Thank you so much for crystal clear video
Thank you very much for the nice feedback.
Please feel free to share our videos :)
you are the best, vielen Dank😀
Hi Christoff: This was one of the best presentation on the topic. Every sentence you delivered was full of knowledge. I am going to subscribe to your channel and watch other informative videos. I do have the book "Art of Electronics", as you recommended. I bought it 5 years ago. Anyway, I enjoyed watching and learning through you educational video. The topic is well presented. Thank you for sharing.
Thank you, we are very pleased.
12:32 It isn't the impedances that cancels out but the admittance. The admittance are added in parallel connection.
In an AC motor, does the winding inductance and run capacitor produce a resonant circuit at steady state speed relative to supply frequency? Seems logical to me, but my logic fails at times.
Thank you for the excellent lecture.
Take care
Noice.
That intro hurts, but great video.
Fun fact: the sound that you hear, is exactly the two signals, that are needed to create the IFE logo on the oscilloscope in xy-mode. ;)

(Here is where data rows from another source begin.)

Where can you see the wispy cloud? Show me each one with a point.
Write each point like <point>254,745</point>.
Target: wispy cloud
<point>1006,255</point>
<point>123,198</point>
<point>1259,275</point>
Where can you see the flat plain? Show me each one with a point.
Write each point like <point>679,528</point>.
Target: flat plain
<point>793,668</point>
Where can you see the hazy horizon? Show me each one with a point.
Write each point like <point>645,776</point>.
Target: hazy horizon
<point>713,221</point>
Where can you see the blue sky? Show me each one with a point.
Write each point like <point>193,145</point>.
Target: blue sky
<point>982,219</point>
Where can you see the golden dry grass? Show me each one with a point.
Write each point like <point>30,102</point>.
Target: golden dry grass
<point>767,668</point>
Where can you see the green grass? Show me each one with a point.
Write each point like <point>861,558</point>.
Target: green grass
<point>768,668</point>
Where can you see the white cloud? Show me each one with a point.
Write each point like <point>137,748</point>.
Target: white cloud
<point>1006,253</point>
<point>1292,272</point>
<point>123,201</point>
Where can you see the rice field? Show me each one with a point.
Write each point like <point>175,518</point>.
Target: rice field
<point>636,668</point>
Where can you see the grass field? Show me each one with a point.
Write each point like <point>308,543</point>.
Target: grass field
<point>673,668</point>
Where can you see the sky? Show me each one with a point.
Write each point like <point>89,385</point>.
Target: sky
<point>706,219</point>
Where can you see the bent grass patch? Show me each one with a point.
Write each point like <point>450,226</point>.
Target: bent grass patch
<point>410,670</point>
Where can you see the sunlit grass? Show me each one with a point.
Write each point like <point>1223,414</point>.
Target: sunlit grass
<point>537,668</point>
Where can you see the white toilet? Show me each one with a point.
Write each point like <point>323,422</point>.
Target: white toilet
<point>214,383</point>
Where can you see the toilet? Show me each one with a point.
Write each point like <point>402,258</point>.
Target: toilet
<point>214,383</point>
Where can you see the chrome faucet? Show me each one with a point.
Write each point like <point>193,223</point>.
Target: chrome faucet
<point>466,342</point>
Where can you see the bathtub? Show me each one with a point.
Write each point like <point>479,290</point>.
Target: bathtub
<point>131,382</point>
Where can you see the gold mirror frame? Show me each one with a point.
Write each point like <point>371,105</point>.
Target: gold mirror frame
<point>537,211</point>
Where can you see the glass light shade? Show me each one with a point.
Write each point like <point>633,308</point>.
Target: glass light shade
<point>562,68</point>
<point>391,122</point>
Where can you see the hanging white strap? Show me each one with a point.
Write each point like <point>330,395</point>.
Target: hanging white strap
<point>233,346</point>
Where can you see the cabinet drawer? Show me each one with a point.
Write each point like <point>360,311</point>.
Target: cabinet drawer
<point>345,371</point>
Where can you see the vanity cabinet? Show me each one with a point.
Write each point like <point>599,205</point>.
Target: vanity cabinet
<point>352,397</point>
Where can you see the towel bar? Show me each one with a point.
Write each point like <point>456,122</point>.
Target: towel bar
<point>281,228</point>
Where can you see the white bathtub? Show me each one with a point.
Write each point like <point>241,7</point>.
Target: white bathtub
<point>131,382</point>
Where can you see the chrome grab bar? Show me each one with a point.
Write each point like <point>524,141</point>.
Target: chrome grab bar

Why Does a resonant circuit have to have a resistant in it? 2 Coils at 1mH one clockwise one counter clockwise And one capacitor at 1mF pulse at 9 mS you GOOD. End of conversation
You are right. In theory a resonant circuit does not need to have a resistance. The resonant point would ideally be infinitely high. However in real applications there will always be some resistance due to parasitic resistances.